September 24, 2020 / Posted by:

In What-In-The-Final Destination?!-news,  Buddy Valastro, of Cake Boss got into a pretty serious accident at his home when a pin got stuck in his bowling alley and the machine stabbed him as he tried to get it out. Yes, Buddy Valastro has an in-home bowling alley. Yes, he chose to unjam the machine himself. As a child of the 90s who watched the Final Destination movies, reaching into a machine that can take off your hand is like the kiss of death to me.

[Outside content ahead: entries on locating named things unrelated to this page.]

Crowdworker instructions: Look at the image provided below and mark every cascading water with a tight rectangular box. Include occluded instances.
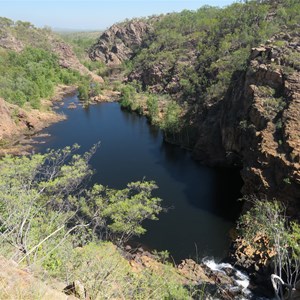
[202,258,275,300]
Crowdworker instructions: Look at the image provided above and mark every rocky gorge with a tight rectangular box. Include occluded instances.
[90,21,300,211]
[90,9,300,293]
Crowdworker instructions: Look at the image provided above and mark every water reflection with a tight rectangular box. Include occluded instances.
[34,95,241,260]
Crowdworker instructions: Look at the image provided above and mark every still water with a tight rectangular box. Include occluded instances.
[36,94,241,261]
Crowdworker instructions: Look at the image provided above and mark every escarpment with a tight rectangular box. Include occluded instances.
[90,17,300,203]
[194,34,300,204]
[89,20,152,65]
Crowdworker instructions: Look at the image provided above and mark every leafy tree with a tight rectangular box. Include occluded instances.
[0,145,161,265]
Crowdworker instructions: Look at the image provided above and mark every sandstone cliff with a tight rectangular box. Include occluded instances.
[194,34,300,205]
[90,21,300,202]
[89,20,152,65]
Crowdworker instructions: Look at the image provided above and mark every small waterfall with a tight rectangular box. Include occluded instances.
[202,258,271,300]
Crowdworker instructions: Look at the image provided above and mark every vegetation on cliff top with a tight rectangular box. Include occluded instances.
[129,0,300,103]
[0,17,100,108]
[0,145,195,299]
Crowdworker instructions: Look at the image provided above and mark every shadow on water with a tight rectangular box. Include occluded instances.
[33,94,241,261]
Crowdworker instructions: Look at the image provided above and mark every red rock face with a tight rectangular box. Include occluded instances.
[194,35,300,205]
[89,20,155,66]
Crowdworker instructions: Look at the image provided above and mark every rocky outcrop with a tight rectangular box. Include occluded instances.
[89,20,152,65]
[0,86,76,156]
[194,34,300,206]
[49,36,104,83]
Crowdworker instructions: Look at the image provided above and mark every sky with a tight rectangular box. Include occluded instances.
[0,0,236,30]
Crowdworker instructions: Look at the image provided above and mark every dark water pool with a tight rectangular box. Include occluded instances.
[37,95,241,260]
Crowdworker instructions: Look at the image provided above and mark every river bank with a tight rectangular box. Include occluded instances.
[0,85,77,156]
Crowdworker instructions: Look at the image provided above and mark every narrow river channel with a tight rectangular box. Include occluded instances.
[36,94,242,261]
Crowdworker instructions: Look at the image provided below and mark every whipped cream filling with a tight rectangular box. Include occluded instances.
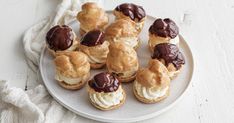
[86,41,109,63]
[169,70,180,78]
[113,37,138,48]
[89,86,124,108]
[134,81,169,100]
[55,73,88,85]
[169,35,180,45]
[149,35,180,48]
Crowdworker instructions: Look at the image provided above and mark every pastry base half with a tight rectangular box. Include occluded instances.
[90,63,106,69]
[57,74,90,90]
[88,88,126,111]
[133,38,141,50]
[133,87,170,104]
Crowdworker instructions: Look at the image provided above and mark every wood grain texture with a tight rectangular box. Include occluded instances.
[0,0,234,123]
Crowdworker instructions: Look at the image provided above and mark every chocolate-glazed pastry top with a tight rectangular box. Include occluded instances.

TMZ says that on Sunday, Buddy was in his house with this family playing in their bowling alley, as rich folk do. But what happened next was hardly family-friendly. A rep says there’s a common malfunction with their bowling pinsetter, which leads me to believe that maybe Cake Boss should have used some of his cake money to fix the damn thing for this reason exactly. So Buddy reached into it to release the stuck pin and the image of decorating a cake with a hook probably flashed before him, because his hand got repeatedly impaled:

We’re told Buddy tried to release a bowling pin from the cage mechanism, but his right hand got lodged and compressed inside the unit. His rep described what happened next this way — “Unable to remove his hand, [Buddy] can see a 1 1/2″ metal rod slowly and repeatedly impale his hand three times between his ring finger and middle finger.”

After more than 5 minutes, Buddy still couldn’t get his hand free from the metal rod jammed through it. His rep says his sons, Buddy Jr. and Marco, “rushed to the garage for a reciprocating saw to cut through the metal rod” and finally got Buddy’s hand free.

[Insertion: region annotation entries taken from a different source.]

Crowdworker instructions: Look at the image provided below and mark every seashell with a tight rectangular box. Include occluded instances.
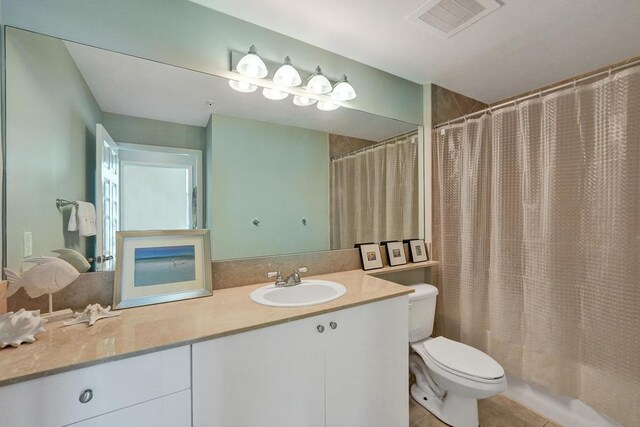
[62,304,121,326]
[0,308,47,348]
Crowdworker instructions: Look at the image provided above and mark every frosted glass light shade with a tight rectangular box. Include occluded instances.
[262,87,289,101]
[331,74,356,101]
[236,45,269,79]
[307,67,332,94]
[273,56,302,87]
[317,101,340,111]
[229,80,258,93]
[293,95,317,107]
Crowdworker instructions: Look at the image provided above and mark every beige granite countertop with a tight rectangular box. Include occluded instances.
[0,270,413,386]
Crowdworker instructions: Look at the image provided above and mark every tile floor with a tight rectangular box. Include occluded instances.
[409,395,561,427]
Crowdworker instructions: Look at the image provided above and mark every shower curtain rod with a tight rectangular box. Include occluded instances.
[330,129,418,161]
[433,58,640,130]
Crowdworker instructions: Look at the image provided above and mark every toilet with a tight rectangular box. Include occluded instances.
[409,284,507,427]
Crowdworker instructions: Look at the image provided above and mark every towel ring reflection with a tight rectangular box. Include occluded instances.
[56,199,78,209]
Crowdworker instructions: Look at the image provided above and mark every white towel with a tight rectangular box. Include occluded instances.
[67,202,96,236]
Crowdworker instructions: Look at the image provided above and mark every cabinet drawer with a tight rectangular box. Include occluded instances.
[0,346,191,427]
[70,390,191,427]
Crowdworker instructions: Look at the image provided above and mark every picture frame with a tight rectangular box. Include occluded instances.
[409,239,429,262]
[113,229,213,309]
[358,243,383,270]
[386,241,407,267]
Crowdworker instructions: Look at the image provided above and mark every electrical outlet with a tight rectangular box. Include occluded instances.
[22,231,33,258]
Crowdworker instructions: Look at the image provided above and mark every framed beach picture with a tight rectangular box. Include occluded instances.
[113,230,213,308]
[357,243,382,270]
[409,239,429,262]
[386,242,407,266]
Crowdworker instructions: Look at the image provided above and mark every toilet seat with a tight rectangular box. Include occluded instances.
[411,337,504,383]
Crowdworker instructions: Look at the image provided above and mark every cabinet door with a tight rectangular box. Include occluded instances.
[324,296,409,427]
[192,317,327,427]
[0,346,191,427]
[72,390,191,427]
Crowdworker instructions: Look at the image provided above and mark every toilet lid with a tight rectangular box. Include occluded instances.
[424,337,504,380]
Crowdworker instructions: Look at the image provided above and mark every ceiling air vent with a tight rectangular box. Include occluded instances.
[407,0,502,39]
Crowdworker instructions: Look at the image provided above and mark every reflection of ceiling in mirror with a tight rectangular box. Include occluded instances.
[65,42,416,141]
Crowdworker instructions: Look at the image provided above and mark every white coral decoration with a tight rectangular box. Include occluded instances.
[0,308,47,348]
[63,304,121,326]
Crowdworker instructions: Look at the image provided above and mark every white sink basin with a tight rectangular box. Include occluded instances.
[250,280,347,307]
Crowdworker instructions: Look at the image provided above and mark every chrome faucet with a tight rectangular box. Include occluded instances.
[267,267,307,287]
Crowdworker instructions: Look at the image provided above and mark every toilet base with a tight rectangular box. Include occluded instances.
[411,384,479,427]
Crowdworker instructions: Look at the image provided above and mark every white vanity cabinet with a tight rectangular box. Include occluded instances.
[0,346,191,427]
[192,296,409,427]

Well hey, nothing bonds a family like your sixteen and thirteen-year-old sons cutting your hand free as you bleed all over the place. Buddy was rushed to the hospital to stabilize the injury and had a second surgery later on by “renowned orthopedic surgeon” Dr. Michelle Carlson.

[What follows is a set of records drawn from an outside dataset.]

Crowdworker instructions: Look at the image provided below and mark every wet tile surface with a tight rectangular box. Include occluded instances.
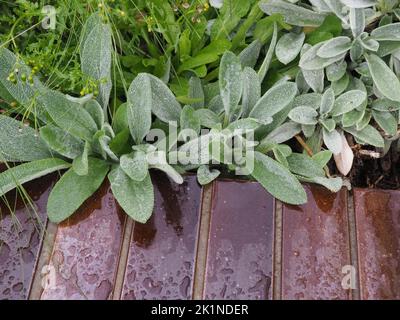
[204,181,274,299]
[354,190,400,299]
[42,183,125,300]
[122,174,201,300]
[282,186,351,300]
[0,175,56,300]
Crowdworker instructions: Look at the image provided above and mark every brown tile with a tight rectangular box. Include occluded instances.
[204,181,274,299]
[282,185,351,299]
[122,174,201,300]
[0,175,56,300]
[354,189,400,299]
[42,182,125,300]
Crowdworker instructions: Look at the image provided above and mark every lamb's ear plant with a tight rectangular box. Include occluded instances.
[0,13,183,223]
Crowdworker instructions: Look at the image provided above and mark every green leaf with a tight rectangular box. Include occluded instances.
[38,91,97,141]
[47,158,109,223]
[275,32,305,64]
[120,151,149,181]
[108,167,154,223]
[260,0,325,27]
[147,74,182,122]
[219,51,243,116]
[249,82,297,119]
[40,125,84,159]
[0,158,71,196]
[252,151,307,205]
[127,73,154,144]
[343,125,385,148]
[365,54,400,101]
[197,165,221,186]
[289,106,318,125]
[80,13,112,110]
[0,115,51,162]
[332,90,367,116]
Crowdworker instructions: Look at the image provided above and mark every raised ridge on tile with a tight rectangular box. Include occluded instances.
[0,174,56,300]
[354,189,400,300]
[122,173,201,300]
[204,180,274,299]
[41,182,126,300]
[282,185,351,300]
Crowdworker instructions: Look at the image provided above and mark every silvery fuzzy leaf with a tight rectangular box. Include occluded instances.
[340,0,377,8]
[343,125,385,148]
[350,8,365,38]
[0,158,71,196]
[301,124,316,138]
[371,98,400,112]
[356,111,372,131]
[219,51,243,116]
[287,153,325,177]
[80,13,112,113]
[249,82,297,119]
[40,124,84,159]
[260,0,325,27]
[258,22,278,83]
[326,61,347,82]
[72,141,91,176]
[197,165,221,186]
[319,119,336,132]
[296,70,310,94]
[331,73,350,96]
[47,158,109,223]
[195,109,221,128]
[289,106,318,125]
[38,90,97,141]
[366,54,400,101]
[292,92,322,110]
[342,110,365,128]
[239,39,262,68]
[146,74,182,123]
[302,69,325,93]
[242,67,261,118]
[317,36,352,59]
[300,177,343,193]
[120,151,149,182]
[127,73,154,144]
[372,110,397,136]
[322,128,343,154]
[189,77,204,109]
[350,38,364,62]
[252,151,307,204]
[371,22,400,41]
[299,41,346,71]
[332,90,367,116]
[108,167,154,223]
[319,88,335,114]
[260,122,301,146]
[0,115,51,162]
[275,32,305,64]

Buddy’s rep says he has an “uphill battle” before him since the hand that got fucked up is his dominant hand and the injury will require therapy. Buddy posted about it jokingly so he seems in good spirits about it:

See guys, having some rich expensive fancy shit in your house can go sideways. Look at Papa John’s founder John Schnatter‘s statue of eagles fucking. Sure it’s a timeless piece of art that also operates as a clock, but there’s always the risk one of those eagles is slightly out of position during mating and that whole thing falls over on you! Luxuries aren’t all they’re cracked up to be.